Павлу Ивановичу доподлинно известно, что компанейские вербовщики, говоря армейским языком, «рекрутируют» для компании и беглых крестьян, и кабацкую рвань, и даже каторжан с рваными ноздрями – кому-то надо осваивать дикие земли! Губернские чиновники по приказу Кошелева препятствий этому не чинили: пусть хоть так пользу Отечеству приносят… И ведь приносят же… И крепости строят, и обороняют их от туземных набегов, утверждая российское владычество…
Но Плотников – особый случай. Абросима представлял губернатору как своего надежного помощника и верного друга комиссионер Кирилл Тимофеевич Хлебников, перед коим чувствовал себя Павел Иванович обязанным за чудесное спасение своей супруги. И хотя Хлебников был человеком несословным, почитал его генерал не купцом токмо, но радетелем интересов империи, мужем взглядов государственных, достойным и честным.
Потому все в душе генерала возмутилось, когда выслушал он намек графа о причастности Хлебникова к сокрытию беглого крестьянина Толстых. Однако губернатор ничем не выдал своих чувств. Сухо простился с поручиком, пообещав рассмотреть его прошение и досконально разобраться во всем. Дождался, пока визитер покинет дом, и отослал дежурного гренадера с поручением найти и передать просьбу (именно просьбу, а не распоряжение) – явиться к нему комиссионеру Хлебникову.
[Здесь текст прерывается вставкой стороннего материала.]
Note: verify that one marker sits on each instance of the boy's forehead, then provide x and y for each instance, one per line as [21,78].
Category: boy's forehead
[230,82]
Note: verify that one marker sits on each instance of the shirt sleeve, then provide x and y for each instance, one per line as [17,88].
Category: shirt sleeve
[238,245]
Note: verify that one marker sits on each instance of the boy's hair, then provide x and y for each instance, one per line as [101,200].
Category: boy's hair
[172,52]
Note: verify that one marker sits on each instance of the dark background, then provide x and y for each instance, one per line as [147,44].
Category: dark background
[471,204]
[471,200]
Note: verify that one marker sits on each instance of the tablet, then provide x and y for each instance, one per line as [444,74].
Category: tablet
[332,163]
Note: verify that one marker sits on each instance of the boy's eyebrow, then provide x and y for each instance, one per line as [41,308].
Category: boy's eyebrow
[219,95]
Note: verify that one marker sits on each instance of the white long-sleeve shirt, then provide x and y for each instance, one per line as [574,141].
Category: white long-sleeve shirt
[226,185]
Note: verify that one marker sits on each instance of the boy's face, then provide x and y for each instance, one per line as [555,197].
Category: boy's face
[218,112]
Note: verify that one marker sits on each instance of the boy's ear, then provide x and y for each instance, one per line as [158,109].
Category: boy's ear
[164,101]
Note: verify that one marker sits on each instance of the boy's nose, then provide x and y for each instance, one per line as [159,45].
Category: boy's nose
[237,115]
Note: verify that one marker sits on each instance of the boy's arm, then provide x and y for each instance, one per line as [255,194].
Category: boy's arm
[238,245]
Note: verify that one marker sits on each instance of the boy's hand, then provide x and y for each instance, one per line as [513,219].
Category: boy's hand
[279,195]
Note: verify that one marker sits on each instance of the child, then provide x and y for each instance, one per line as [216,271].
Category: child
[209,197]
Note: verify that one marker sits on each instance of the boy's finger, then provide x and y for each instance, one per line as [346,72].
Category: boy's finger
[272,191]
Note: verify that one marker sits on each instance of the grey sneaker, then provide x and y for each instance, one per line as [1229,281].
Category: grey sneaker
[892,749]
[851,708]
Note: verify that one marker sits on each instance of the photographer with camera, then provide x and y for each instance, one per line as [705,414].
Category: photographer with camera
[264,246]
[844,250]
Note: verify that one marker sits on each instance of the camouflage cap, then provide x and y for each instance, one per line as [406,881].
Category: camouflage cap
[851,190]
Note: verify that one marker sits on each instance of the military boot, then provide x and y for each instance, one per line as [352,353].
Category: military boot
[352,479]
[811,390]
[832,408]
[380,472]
Гренадер вернулся через полчаса и доложил, что Хлебникова ему отыскать не удалось – тот убыл с ревизией в одну из факторий компании, но обещался к вечеру воротиться. Хозяину избы, где квартирует комиссионер, оставлен наказ передать господину Хлебникову слова его превосходительства, и тот побожился сразу же направить своего постояльца к губернатору.
«Что ж, может, оно и к лучшему…» – решил про себя Кошелев, не единожды замечавший, что добрые дела наспех не делаются, скорые выводы хороши в бою, но не там, где речь идет о судьбе человека.
Дневные заботы закрутили губернатора, и на время он забыл о прошении Толстого. Успевший вместе с Резановым побывать и на пристани, где производились выгрузка и переноска листового железа, предназначенного для нужд поселенцев, с борта «Надежды» в береговые магазины, и на главной площади Петропавловска, где под руководством академика живописи Курляндцева, страдающего от мочекаменной болезни, но готового, по его словам, «ради высокого искусства не пощадить живота своего», велись работы по возведению пьедестала для будущего памятника мореплавателю Лаперузу, некогда пришвартовавшемуся здесь, генерал Кошелев не заметил, как наступил вечер.